I am reflecting on the meaning of death in recent days. In our parishes this past week there have been many individuals who are either on hospice, were recently diagnosed with serious illness, or who have died. I have also suffered a personal loss of an extended family member. So, maybe God is asking me to take a look at the fragility of life and the dignity of a good death.
I think we tend to either pathologize death or romanticize it. For so many people, even good, faithful Christians, the reality of death is surrounded by the reality of disease and illness. We associate death with the ravages of sickness and we disassociate it from life. The two, for many of us, are contraries and we think they cannot co-exist. This seems to be solidly supported by common sense and experience, yet we know as followers of Christ and members of the Catholic fold that it is only in death that we truly receive life, and it is in this life that we will experience death. It is at the moment of physical death that the fullness of life is unleashed for those in a state of grace and purified from all attachments to sin. Life abounds because death has been defeated, not victorious.

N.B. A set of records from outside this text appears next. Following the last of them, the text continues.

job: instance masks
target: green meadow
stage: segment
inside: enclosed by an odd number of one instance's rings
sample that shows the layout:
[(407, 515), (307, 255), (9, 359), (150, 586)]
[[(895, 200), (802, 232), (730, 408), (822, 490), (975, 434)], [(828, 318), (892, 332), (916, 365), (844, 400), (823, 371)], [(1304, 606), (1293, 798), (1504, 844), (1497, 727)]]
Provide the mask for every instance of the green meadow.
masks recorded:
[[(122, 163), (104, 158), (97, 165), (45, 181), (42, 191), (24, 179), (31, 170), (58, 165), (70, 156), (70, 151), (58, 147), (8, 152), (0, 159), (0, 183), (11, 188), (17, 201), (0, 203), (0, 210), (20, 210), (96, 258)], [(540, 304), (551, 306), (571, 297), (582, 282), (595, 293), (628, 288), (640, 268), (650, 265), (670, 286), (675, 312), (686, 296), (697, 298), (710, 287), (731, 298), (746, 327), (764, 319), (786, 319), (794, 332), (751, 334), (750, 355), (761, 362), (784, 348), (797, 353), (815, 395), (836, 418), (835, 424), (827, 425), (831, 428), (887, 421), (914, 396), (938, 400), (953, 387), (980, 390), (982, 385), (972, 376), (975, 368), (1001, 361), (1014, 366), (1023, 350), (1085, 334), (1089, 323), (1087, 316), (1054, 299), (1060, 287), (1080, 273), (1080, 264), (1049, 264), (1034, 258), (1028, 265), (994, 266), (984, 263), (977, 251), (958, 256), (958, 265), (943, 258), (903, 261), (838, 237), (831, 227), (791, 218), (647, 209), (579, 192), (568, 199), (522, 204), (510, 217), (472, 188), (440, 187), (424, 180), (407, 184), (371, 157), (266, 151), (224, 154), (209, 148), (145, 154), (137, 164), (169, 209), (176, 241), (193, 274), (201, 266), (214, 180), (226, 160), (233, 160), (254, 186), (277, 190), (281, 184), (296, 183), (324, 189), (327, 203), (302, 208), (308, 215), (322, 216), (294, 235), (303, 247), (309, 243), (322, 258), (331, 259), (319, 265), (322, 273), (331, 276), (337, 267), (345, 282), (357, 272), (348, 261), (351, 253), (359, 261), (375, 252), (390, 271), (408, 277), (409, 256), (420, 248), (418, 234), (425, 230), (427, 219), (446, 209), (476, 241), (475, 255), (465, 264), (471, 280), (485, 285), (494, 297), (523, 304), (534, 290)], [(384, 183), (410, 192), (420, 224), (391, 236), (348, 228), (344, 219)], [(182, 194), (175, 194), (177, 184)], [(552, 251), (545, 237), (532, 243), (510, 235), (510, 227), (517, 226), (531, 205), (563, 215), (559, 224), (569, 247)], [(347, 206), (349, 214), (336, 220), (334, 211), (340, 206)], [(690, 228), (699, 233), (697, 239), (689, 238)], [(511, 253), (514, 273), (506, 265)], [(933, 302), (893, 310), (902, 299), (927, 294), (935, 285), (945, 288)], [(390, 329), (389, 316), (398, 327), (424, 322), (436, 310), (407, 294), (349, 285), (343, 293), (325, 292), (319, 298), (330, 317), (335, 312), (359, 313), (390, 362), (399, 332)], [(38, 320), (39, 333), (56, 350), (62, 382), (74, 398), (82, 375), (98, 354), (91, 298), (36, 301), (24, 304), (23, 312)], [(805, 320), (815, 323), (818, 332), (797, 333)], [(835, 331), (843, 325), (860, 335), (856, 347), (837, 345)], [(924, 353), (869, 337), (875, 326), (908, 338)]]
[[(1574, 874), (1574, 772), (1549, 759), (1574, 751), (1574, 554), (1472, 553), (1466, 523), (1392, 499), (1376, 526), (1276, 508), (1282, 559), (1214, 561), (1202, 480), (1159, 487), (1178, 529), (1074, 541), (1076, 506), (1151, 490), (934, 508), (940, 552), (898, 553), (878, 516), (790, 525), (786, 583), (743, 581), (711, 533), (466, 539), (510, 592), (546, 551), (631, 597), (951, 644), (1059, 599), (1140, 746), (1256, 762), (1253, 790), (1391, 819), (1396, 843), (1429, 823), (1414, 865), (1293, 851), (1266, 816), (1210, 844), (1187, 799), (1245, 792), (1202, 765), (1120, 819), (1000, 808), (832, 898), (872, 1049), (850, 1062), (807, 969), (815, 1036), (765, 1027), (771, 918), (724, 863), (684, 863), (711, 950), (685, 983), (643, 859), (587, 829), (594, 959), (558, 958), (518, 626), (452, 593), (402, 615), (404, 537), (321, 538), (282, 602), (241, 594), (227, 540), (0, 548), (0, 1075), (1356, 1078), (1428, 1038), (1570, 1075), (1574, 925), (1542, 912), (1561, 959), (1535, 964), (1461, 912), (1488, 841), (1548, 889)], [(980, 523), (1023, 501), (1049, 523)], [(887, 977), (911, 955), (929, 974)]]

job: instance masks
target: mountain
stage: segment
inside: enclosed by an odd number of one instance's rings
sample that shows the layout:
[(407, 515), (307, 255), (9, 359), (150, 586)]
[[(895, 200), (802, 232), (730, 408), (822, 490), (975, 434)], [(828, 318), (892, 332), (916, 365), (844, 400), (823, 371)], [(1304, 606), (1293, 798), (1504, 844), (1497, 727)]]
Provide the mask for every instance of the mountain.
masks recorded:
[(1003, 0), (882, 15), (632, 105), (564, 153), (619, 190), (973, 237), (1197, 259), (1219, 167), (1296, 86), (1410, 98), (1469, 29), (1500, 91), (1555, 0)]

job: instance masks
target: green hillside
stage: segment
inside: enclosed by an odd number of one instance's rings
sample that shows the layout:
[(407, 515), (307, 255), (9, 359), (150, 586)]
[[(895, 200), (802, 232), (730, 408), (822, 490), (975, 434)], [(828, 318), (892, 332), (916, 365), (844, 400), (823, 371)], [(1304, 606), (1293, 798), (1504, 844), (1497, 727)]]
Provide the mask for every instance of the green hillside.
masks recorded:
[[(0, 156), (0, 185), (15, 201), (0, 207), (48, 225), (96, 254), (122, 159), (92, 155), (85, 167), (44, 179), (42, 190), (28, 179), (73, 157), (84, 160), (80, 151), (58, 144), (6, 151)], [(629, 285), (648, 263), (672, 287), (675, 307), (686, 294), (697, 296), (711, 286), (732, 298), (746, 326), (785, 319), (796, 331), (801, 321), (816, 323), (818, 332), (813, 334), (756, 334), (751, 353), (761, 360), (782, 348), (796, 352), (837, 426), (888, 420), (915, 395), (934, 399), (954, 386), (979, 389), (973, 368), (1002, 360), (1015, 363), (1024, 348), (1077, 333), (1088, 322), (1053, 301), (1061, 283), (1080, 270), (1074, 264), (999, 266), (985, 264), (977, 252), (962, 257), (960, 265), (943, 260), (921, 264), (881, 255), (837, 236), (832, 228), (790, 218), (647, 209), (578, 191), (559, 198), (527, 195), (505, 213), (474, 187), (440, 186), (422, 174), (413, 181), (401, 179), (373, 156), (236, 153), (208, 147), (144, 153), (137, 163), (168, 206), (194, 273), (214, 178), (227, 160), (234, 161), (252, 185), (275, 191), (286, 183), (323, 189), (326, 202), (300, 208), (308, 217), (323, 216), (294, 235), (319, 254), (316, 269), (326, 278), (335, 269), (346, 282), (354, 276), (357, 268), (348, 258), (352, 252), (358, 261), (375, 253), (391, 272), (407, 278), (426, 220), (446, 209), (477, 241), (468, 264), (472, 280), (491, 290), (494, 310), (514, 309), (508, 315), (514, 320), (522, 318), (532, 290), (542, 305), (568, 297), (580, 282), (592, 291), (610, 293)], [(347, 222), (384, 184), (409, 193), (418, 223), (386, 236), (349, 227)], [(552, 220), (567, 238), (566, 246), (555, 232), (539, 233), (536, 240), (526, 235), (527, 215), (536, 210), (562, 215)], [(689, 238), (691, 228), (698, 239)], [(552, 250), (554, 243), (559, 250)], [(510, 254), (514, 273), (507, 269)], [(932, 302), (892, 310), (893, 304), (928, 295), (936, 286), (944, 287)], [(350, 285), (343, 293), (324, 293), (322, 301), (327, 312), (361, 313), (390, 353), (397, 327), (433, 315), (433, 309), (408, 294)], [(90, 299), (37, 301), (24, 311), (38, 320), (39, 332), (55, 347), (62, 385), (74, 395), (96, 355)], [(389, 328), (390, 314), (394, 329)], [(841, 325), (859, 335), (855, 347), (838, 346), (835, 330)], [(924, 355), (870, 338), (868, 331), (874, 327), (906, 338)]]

St. Paul would say in his epistle, “Where O death, is your sting?” He would write, “I carry in me the death of the Lord.” St. Paul knew full well that in his flesh the death of Christ was lived, and through that death life abounded.
A death well-lived is a proclamation of the death and resurrection of Jesus. A death not sought, but accepted, is a breaking forth of glory for all eternity.
There is in each of us a natural desire for life, a natural desire to live eternally. There is an attraction for that which is true, good and beautiful. In other words, there is the pull toward the divine. Death, which has entered the world through our freedom to choose it, has been reformed by the salvific action of Jesus. Death, which is the result of an evil choice made by a man at the beginning of human history, has been transformed into the gateway through which we walk and through which we see face-to-face the God who has made us, and who originally intended for us to see him as he is from our conception.
Death also has been romanticized by many. One needs only view some war movies, or perhaps love stories to see death in this way. Our contemporary society is moving toward sanitization of death. The messiness of death is something people want to be rid of now-a-days. Look at the “right to death” movements (which are only veiled attempts to rename euthanasia) because they would rather the death be chosen before its time, that it be denied its course, its transformative opportunity. They would rather that someone die cleanly with a lethal medical intervention than for that person to fully enter the passage way to eternal life. They would rather spare someone the temporal discomforts and pain than allow them the eternal joys that a truly human and humane death would provide.
Blessed Pope John Paul II gave us a vivid reminder of the dignity of a death well-lived. He died so that we might know that death never has the last say in any man’s life.
St. Francis of Asissi called death, “Brother Death.” He embraced it as fully as he embraced life and light and joy and mirth. As we have prayed so often,
Holy Mary, Mother of God, pray for us sinners, now and at the hour of our death. Amen!